Kelsey came back to the present, the flashback so fast, so sharp, it felt surreal. This man, Con, had been nowhere in that flashback. She’d been lost in her thoughts and her anger, her gaze on her husband when those gun shots had exploded. Philip had died, and in the aftermath, she’d forgotten that the last words between them had been angry words. Her subconscious had buried that, until now.
“I’ve straightened out my life since then. I’ve done everything right. I even got married. ” Con continued on his rant, his voice rising, sounding more manic with each word. “I’m going to get into politics. And then there was that picture of you in the paper. Seriously, I’d thought they’d sent you to the nut house. You fucking lost it. I thought you were tucked away in crazy land. Then I see you aren’t. If you hadn’t let them do that article on you, this wouldn’t be happening. I’m entitled to live my life. It’s all your fault that I have to do this.”
Kelsey thought of Matthew and Steven and the life they could have together, the life they would have together. She thought of Ginny, who gave up her son rather than risk him near a man who’d been turning more and more violent.
And she thought about this jerk waving his gun, another loser telling her it wasn’t his fault, that somehow she was responsible for his mistakes. This jerk belonged to the past, and she was, by God, done with the past.
Up ahead the road curved, a long sweeping S-bend to the left. Beyond that, she knew, lay a slight rise, a small hill before a long, straight stretch. It was just there where he’d forced her off the road last Sunday.
Kelsey didn’t let herself think as her anger rose up, white hot, blinding. The gun swept the air in front of her face back, then forth as Con tried to focus on driving and keeping the weapon pointed at her.
As soon as they crested the hill, Kelsey screamed and grabbed the hand with the gun in both of hers, slamming it hard against the dash over and over again.
“You crazy fucking bitch! Let go!”
He tried to fight her and the car. Kelsey didn’t let up, just kept banging his wrist against the dash.
The gun exploded, loud, sudden. The force of the recoil threw Kelsey against her seat and the gun into the back seat. The windshield shattered. Kelsey had turned her head but felt but felt sharp prickles on the side of her face.
Con screamed. “My eyes! My eyes!” Both hands covered his face.
Kelsey grabbed the steering wheel at the same time she shoved her foot down between Con’s legs and stomped down on the brake.
The car had nearly stopped when she turned the key off, grabbed it from the ignition, and threw it out through the hole where the windshield had been. It skittered off the hood.

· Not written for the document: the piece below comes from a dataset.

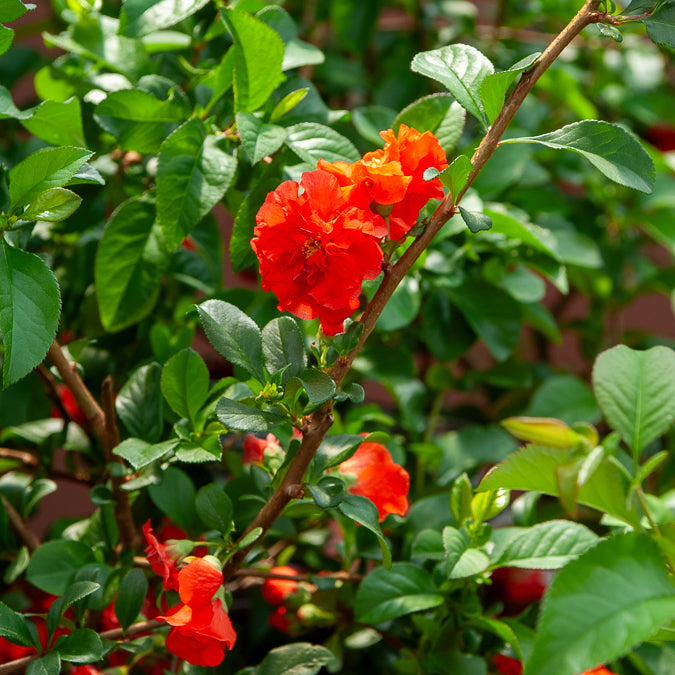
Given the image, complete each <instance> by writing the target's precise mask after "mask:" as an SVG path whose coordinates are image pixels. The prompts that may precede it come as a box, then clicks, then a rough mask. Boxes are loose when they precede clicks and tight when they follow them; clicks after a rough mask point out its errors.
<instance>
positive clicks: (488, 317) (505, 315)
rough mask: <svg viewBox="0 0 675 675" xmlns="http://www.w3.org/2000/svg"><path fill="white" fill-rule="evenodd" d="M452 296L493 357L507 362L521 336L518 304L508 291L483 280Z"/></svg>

Her fingers shook as she unfastened her seatbelt and got out of the car and ran. Her ears were still ringing from the gunshot when Steven’s Jeep roared up over the hill.
* * * *
She’d been crying and her face was dotted with blood, and he’d never seen anyone more beautiful in all his life.
He stood close to her while Uncle James assessed Kelsey’s injuries.
“I’m getting a little tired of seeing you in my clinic, young lady,” Dr. James said.
“I’m a little tired of seeing you, too,” Kelsey replied.
They both grinned.
Steven stood to the left of Kelsey, her hand folded into his, as Dr. James continued to apply ointment to the tiny cuts on the right side of her face.
Because he couldn’t resist, Steven leaned over and kissed the side of her face gently.
The door to the exam room burst open, and Matthew barreled through the door. His eyes swept her, head to toe.
“I’m okay, sweetheart,” Kelsey said.
“You’re a crazy woman,” Matthew asserted. He all but pushed Dr. James out of the way so that he could give her a hard, fast kiss. “And when we get home I’m seriously considering putting you across my knee and walloping your ass until it’s even redder than it was the other night. We told you to stay at the restaurant until one of us came to get you!” Then he stepped back and turned to Steven. “Did she tell you what she did to escape?”
Steven felt his blood run cold as Matthew relayed how Kelsey had escaped from an armed gunman.
“My God,” Steven said. “You are a crazy woman, and a walloping definitely sounds right.”
It didn’t appear their assessments or threats fazed her in the slightest. “But you guys still love me anyway, right?”
“Hell, yes.” Steven’s fervent declaration was echoed by his brother.
“I didn’t remember him,” Kelsey said as the doctor continued to work on her. “I finally remembered the rest of that day, which I’ve never done. Philip and I had fought. I was so angry my mind was full of our argument. I…I was considering divorce. I truly never even noticed that man.”